Experimental study on the performance of a stepped phase-change radiation terminal integrated with a building used in summer and winter

The rapid growth of world energy consumption and massive carbon dioxide emissions have exacerbated energy shortages and environmental pollution. It is important to put forward effective means to reduce energy consumption. In this study, paraffin was adsorbed on expanded graphite (EG) to prepare composite phase change material (CPCM), and microencapsulated phase change materials (MPCMs) were used to perform secondary apparent adsorption on the surface of CPCMs to further improve the stability and latent heat. Two kinds of composite micro-phase change materials (C-MPCM1 and C-MPCM2) with thermal conductivity of 3.78 W/(m·K) and 3.45 W/(m·K), respectively, were prepared.
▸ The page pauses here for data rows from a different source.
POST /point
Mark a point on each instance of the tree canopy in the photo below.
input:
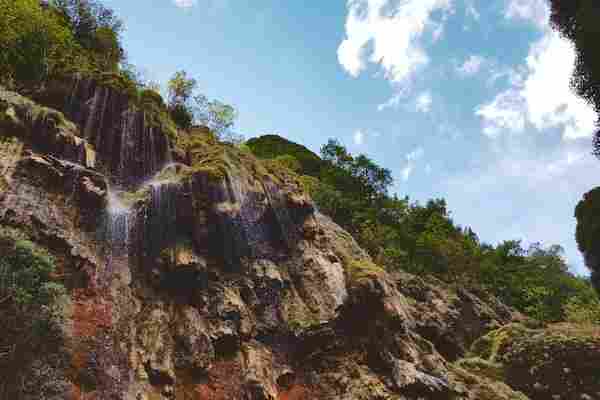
(423, 238)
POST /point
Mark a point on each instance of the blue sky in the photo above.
(467, 100)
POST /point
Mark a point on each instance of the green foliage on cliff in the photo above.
(273, 146)
(577, 20)
(29, 299)
(26, 272)
(40, 41)
(424, 239)
(587, 234)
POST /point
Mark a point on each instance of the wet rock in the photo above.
(45, 129)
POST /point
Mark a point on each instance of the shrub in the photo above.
(25, 276)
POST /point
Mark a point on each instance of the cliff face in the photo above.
(214, 278)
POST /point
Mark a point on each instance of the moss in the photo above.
(131, 198)
(490, 346)
(301, 322)
(360, 270)
(481, 367)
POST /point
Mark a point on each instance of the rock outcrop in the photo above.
(217, 278)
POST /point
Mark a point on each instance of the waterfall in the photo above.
(128, 141)
(161, 218)
(118, 222)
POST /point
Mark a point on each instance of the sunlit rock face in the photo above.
(130, 142)
(216, 278)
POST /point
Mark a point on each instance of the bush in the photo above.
(181, 116)
(26, 276)
(34, 43)
(582, 311)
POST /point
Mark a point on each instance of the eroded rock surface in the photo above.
(227, 284)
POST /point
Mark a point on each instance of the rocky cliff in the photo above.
(214, 277)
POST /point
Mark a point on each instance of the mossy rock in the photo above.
(361, 270)
(491, 346)
(481, 367)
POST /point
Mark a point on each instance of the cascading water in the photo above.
(117, 228)
(128, 141)
(161, 218)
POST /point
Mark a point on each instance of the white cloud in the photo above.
(423, 102)
(542, 96)
(416, 154)
(406, 172)
(185, 3)
(472, 11)
(393, 102)
(532, 194)
(359, 138)
(471, 66)
(411, 159)
(387, 33)
(535, 11)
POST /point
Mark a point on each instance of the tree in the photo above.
(217, 116)
(587, 233)
(181, 88)
(577, 20)
(34, 43)
(96, 28)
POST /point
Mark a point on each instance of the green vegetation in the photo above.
(217, 116)
(273, 146)
(587, 213)
(29, 298)
(577, 20)
(424, 239)
(40, 42)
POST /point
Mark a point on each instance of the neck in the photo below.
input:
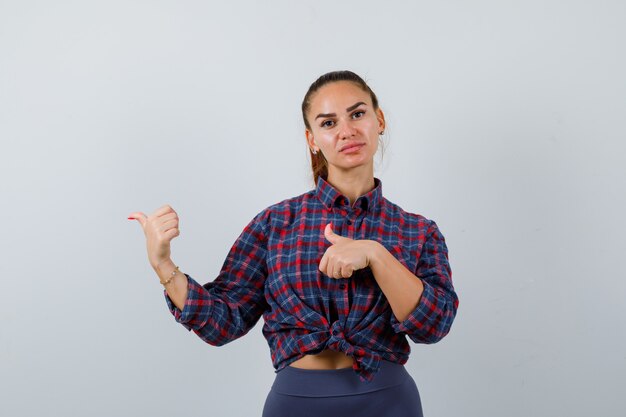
(353, 183)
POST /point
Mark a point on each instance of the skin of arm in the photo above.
(401, 287)
(177, 289)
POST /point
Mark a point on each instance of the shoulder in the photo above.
(408, 219)
(283, 212)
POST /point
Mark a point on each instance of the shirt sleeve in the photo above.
(432, 319)
(228, 307)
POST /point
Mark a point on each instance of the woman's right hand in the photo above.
(160, 228)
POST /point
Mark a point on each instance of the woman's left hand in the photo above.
(345, 255)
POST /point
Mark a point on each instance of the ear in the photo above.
(381, 119)
(309, 138)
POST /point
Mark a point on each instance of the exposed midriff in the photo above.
(327, 359)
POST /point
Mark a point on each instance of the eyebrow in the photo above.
(354, 106)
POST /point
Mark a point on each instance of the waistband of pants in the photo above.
(336, 382)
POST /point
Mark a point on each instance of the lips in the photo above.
(351, 145)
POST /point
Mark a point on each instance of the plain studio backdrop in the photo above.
(505, 126)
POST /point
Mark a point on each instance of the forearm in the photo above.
(401, 287)
(177, 288)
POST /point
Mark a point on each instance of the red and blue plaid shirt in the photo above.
(272, 270)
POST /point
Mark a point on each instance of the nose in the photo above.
(346, 130)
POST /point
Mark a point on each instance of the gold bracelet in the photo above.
(170, 278)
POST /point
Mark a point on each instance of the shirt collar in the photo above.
(330, 196)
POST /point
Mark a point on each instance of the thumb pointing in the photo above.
(138, 216)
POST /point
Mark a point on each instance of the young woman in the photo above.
(340, 274)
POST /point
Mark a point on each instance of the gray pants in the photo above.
(300, 392)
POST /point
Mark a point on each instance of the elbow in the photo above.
(440, 327)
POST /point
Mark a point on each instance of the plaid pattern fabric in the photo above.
(272, 270)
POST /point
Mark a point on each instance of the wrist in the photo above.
(164, 267)
(374, 252)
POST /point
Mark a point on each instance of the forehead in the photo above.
(338, 95)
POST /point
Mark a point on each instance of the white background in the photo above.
(505, 126)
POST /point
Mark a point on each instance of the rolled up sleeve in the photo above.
(227, 308)
(432, 318)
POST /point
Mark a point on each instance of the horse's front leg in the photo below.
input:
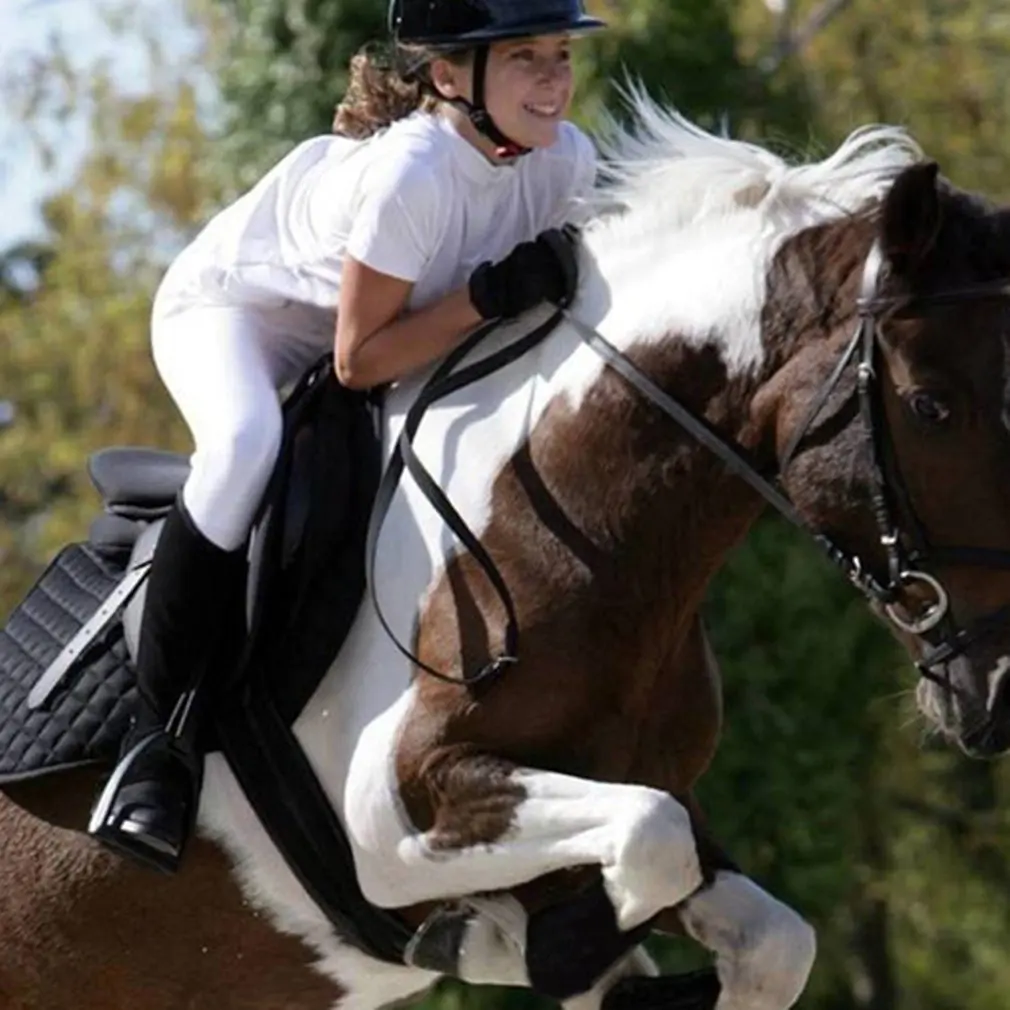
(472, 824)
(764, 949)
(491, 826)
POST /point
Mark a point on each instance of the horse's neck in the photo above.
(659, 507)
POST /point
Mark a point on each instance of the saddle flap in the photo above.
(137, 483)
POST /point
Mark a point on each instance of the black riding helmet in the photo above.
(460, 23)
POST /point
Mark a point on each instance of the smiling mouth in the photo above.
(544, 110)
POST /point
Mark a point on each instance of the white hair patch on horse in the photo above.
(690, 223)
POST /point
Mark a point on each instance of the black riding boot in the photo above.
(194, 601)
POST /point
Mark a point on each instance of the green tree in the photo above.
(75, 359)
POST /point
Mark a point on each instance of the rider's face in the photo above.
(527, 89)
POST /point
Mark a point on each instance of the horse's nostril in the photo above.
(998, 703)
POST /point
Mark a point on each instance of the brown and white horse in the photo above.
(731, 280)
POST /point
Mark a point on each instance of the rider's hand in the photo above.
(543, 270)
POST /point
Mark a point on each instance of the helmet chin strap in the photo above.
(477, 111)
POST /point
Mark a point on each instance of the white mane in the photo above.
(669, 173)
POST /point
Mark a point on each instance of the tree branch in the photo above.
(790, 43)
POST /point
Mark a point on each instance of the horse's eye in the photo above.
(929, 408)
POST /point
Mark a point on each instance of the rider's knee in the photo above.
(246, 448)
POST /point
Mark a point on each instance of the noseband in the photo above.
(901, 534)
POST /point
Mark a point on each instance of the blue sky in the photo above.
(25, 28)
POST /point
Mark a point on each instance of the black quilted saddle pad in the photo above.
(85, 719)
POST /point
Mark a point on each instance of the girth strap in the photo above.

The C-MPCM was pressed into phase-change energy storage bricks and embedded into heating/cooling-medium coils to form a phase-change radiant floor and ceiling. The scaled-down experiments and the real-size outdoor experiments were used to verify each other and proved that the optimal water supply temperature is 17 °C in summer and 40 °C in winter. The energy consumption of the room with dual-active cascade phase change radiant terminal in the flow mode of “heating medium-floor-ceiling; refrigerant medium-ceiling-floor” is 44.79 W/m2 for cooling load in summer and 47.08 W/m2 for heat load in winter, with significant energy efficiency and comfort. The energy utilization efficiency was improved.